Yang sangat perlu kita perhatikan dan menjadi pertanyaan besar,bagaimana
jika santri tersebut yang masuk ke Universitas,yang memahami bahwa tidak ada
kebenaran yang absolut.Pemikiran di Universitas benar-benar liberal,semua
mahasiswaberhak atas pemikirannya sendiri.semua orang berhakmenguji
hipotesisnya atas problemtika yang dilihatnya.Dosen,dalam hal ini mungkin bisa
disamakan dengan kyai keitika di pesantren.Dosen dan kyai hanyalah sebagai
“perantara” yang menyalurkan ilmu,sedang yang memasukkan ilmu ke dalam hati
adalah Allah SWT.Ilmu yang berserakan di universitas bukanlah milik dosen
semata,tapi juga milik mahasiswa.Artinya,kebebasan berfikir dan dan kemerdekaan
berfikir serta kebebasan berkehendak menjadi sebuah budaya.Jiika ketiga hal
tersebut tidak ada pada diri mahasiswa,maka itu bukan mahasiswa yang selalu
ingin kemerdekaan berkehendak tanpa intimidasi dari fihak manapun.Dari
sini,terjadi benturan antara santri dan mahasiswa,jika santri itu selalu sam’an
watho’atan ”sendiko dawuh” dengan apa
yang dingendikakno sang kyai,sedangkan ketika ia berada di
universitas,ia bebas berpendapat sekalipun tidak sepaham dengan dosenya.Dari
bentursn ini,yang menjadi permasalahan pokok adalah adaptasi,penyesuaian diri
sang santri yang berubah menjadi seoramg mahasiswa.

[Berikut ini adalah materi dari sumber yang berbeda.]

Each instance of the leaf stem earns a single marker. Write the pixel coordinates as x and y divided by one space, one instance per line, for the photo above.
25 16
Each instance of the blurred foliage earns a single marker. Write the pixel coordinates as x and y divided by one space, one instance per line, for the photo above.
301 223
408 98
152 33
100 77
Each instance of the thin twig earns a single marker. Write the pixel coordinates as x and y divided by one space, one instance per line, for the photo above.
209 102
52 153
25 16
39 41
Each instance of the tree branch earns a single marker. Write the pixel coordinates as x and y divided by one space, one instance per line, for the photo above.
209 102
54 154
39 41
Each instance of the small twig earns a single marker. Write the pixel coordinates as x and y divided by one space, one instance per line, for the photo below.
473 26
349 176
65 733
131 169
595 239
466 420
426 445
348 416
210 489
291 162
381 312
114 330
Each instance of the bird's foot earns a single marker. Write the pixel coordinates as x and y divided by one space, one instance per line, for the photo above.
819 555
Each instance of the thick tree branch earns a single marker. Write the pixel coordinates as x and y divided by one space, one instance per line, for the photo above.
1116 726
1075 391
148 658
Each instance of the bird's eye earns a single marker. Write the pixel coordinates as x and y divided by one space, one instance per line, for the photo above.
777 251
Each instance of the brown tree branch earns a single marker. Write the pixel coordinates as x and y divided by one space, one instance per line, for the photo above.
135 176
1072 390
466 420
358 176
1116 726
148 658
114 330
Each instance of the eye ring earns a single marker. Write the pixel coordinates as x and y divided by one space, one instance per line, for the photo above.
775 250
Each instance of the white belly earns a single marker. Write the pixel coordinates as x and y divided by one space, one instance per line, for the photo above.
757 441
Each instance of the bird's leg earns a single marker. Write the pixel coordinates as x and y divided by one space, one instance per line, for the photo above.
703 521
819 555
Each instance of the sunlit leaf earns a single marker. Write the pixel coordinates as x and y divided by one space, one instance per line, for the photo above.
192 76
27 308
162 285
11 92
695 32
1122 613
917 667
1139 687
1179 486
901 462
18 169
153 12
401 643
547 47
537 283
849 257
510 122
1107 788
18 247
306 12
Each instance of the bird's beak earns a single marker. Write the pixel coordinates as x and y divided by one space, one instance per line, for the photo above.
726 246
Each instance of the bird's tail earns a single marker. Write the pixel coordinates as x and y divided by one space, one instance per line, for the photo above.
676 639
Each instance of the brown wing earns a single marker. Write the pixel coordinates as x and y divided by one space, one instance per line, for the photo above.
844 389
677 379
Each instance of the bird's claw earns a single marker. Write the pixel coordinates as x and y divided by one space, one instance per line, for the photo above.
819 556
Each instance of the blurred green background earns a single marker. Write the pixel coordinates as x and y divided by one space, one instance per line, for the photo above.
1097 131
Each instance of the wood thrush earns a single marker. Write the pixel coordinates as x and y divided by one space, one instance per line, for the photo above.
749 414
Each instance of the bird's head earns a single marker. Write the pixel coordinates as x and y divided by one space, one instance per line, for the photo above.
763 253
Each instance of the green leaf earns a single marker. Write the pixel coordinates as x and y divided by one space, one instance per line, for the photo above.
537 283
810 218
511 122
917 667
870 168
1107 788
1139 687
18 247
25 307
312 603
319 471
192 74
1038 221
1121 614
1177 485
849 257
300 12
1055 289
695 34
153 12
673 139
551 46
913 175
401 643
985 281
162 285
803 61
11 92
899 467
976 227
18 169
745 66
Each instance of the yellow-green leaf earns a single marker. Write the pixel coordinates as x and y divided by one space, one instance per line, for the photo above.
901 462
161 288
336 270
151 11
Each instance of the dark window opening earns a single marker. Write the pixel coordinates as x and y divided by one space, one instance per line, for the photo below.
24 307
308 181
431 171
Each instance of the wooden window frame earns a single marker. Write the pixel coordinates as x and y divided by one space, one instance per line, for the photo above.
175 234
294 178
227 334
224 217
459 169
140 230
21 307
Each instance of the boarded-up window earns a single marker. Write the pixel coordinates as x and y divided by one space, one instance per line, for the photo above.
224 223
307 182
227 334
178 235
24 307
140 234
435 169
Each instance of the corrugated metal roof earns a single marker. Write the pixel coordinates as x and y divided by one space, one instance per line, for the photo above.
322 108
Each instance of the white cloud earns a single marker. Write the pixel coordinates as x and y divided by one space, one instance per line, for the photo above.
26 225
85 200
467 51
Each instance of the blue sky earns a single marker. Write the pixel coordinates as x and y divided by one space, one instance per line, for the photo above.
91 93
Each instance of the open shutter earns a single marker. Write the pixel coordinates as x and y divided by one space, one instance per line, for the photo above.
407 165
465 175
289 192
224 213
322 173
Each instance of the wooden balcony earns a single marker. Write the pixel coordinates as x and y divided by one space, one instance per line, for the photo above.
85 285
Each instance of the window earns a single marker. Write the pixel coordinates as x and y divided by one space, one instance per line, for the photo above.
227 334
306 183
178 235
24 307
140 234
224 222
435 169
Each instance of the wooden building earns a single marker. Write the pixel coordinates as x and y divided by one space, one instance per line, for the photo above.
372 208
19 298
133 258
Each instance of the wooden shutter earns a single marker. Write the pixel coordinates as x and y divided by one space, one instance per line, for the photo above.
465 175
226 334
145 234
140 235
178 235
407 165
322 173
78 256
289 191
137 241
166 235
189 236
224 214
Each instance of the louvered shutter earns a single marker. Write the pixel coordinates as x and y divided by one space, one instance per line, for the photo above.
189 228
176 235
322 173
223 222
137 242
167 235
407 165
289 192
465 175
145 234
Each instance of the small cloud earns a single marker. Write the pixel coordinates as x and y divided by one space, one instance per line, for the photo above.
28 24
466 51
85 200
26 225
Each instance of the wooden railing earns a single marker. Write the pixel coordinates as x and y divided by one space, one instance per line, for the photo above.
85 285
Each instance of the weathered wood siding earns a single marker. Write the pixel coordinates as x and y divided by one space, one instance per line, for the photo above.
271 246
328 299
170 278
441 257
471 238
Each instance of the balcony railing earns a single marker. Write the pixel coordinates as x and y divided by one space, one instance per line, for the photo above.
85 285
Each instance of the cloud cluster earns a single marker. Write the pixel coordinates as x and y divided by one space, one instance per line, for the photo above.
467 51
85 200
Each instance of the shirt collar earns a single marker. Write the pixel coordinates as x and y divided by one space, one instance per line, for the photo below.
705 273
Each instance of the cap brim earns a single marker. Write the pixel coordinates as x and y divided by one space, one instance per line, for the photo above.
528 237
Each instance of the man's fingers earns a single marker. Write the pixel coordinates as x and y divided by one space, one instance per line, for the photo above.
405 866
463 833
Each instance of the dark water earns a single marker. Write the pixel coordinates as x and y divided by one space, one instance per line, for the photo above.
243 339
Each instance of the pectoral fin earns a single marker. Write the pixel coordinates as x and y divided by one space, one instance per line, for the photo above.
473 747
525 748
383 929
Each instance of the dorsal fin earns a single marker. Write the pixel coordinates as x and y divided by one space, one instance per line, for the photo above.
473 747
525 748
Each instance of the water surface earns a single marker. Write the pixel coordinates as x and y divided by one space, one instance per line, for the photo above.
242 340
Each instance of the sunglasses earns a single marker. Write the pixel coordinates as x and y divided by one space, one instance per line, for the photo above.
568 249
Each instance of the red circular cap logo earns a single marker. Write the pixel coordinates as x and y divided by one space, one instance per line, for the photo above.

Perguruan Tinggi Riset Berbasis
Pesantren .
Perguruan tinggi sekarang bukan hanya di
bidik oleh siswa-siswa SMA/SMK/MAN/SLTA,namun juga menjadi sasaran para santri
pondokan dan murid-murid Madrasah Aliyah.Oleh sebab itu,supaya tidak melenceng
jauh dari jenjang sebelumnya,para santri pondokan dan aliyah lebih memilih
perguruan tinggi islam.Dari sekian banyak Perguruan Tinggi Islam yang ada di
sekitar Pati,Sekolah Tinggi Agama Islam Matholi’ul Falah yang mana di pelopori
oleh tokoh Ulama’ yang tidak asing lagi di Indonesia ini,yaitu K.H.Muhammad
Achmad Sahal Mahfudh.STAI matholi’ul Falah(STAIMAFA) ini adalah jenjang
tertinggi setelah di Perguruan Islam Matholi’ul Falah(PIM).STAIMAFA adalah
salah satu pergurusn tinggi islam yang diminati oleh mahasiswa,lebih-lebih dari
kalangan santri atau siswa yang ingin mempelajari dan mendalami ilmu
agama.Meskipun Campus ini terbilang masih sangat muda,namun sayapnya sudah
melebar ke pelosok negri.
Setiap lembaga pendidikan,pasti
bertujuan untuk mencetak kader-kader generasi penerus yang cerdas dan
berakhlak mulia.Tak terkecuali STAIMAFA,demi mewujudkan visi-misinya,ia membuat
terobosan mata kuliyah baru,yaitu Nila Dasar Shalih Akram(NDSA).Dari namany
sudah dapat kita ketahui bahwa mata kuliyah ini membahas tentang
akhlak.Kompetensi yang ditargetkan STAIMAFA bukan hanya mencetak generasi
penerus yang sholih,tapi juga Akram(mulia).Tidak tanggung-tanggung,mata kuliyah
ini di ajarkan dua kali pertemuan dalam seminggu(kurang lebih 4 jam) dan diampu
oleh orang-orang yang pakar dalam bidang ini.Diantaranya adalah K.H.Ali Fatah
Ya’qub,Abah yasir(mursyid thoriqoh Syadliliyah) dan K.H.Mu’ad thahir.